Havalar artık iyice ısındı. Yaza merhaba demenin eşiğindeyiz artık. Uzun bir kış, uzun haneli doğalgaz faturaları , yağmur, çamur, kalın paltolar, nem kokusu sinmiş giysilerle metrobüste sıkışık seyahatler hepsi geride kaldı. Şimdi ter kokusunun vaktidir!

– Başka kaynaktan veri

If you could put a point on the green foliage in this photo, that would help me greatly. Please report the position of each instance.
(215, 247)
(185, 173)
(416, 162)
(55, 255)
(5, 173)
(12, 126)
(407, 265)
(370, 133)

Demem o ki, gün geçti devran döndü, dönüyor. Birileri geliyor, birileri gidiyor. Mayıs ayı, Türk sinemasının iki önemli karakter oyuncusunun sonsuzluğa adım attıkları bir ay.

(03.08.1918 - 10.05.1975)


Bundan 34 yıl evvel, Yeşilçam filmlerinin sevimli aşcısı, bahçıvanı, kahvecisi, şoförü ve ille de iyi rolde görüp sevdiğimiz, soyadıyla müsemma şahsiyeti Necdet Tosun , Almanya'da geçirdiği trafik kazası sonucu henüz 57 yaşındayken aramızdan ayrıldı. Nostaljik Türk Sineması denince akla ilk gelen isimlerden olan Necdet Tosun insanın aklına düşünce imkân yok ki o düşüncenin yanına hüzün, gam, keder ve herhangi kötü bir şey eklensin. Adını okur okumaz yüzünüzde bir gülümseme oluştuğuna adım kadar eminim. Bizi hüzünlendiren sadece, filmleriyle bize neşe katan, henüz duygularımızın körelmediği o dönemlerde, daha içimiz çocukken sevdiğimiz bu adamın adının gidenler hanesine yazılmış olması. İnsan hep iyiyi özlemez mi zaten.

(23.01.1930- 15.05.1991)


Bir diğer giden ise, sinemamıza oyuncu, yapımcı, senaryo yazarı ve yönetmen olarak emek vermiş olan İhsan Yüce. Bir süre muhasebecilik yaparak iş hayatına atılan Yüce, önceleri tiyatro ile ilgilenmiş, tiyatro kurmuş, oyunlar sahnelemiş ki ben de yeni öğrendim. Sinemaya geçişi ise altmışların başında Altın Yumruk filmi ile olmuş. Benim video filmleri ile geçen çocukluğumun unutulmaz karakterlerinden biridir Yüce, çünkü eksik dişleri, neredeyse ağzına giren bıyıkları çok ilgimi çekmişti. Böyle bir kimseyi nasıl artist yapıyorlar diye düşündüğümde daha 7-8 yaşlarında olmalıyım.

Gözümü kapadığımda Yüce'nin kızını diri diri toprağa gömdüğü acımasız bir babayı oynadığı rolü de hatırlıyorum, televizyon tamir ederken kendi kendine konuşan deli tamirci rolünü de hatırlıyorum, Adile Naşit'e talip olan sarhoş adam halini de hatırlıyorum, elinde kese kağıdı ile çıkıp gelmişti :)) Velhasıl-ı kelam tüm karakterleri gözümün önünde. Tek bir role saplanıp kalmamış bu yetenekli adam 18 yıl önce bugün vefat ettiğinde geride biri yardımcı erkek oyuncu (İşte Hayat) diğeri en iyi erkek oyuncu (Derya Gülü) olmak üzere iki ödül ve hâlâ hatıramda kanlı canlı olan onlarca karakter bıraktı.

Saygıyla ve özlemle anıyorum.

1 yorum:

paprika dedi ki...

Ben de İhsan Yüce'nin hayranıyım.Küçükken adını bir türlü öğrenememiştim.Türk filmlerinin sonunda castın geçmemesi bu oyuncuların unutulmasının önemli bir sebebi bence.Ne afişlerde ne jeneriklerde isimleri var malesef.zamanında yeşilçam emekçilerine para vermeyen yapımcılar,yönetmenler şimdi çıkıp telif hakkından bahsediyorlar.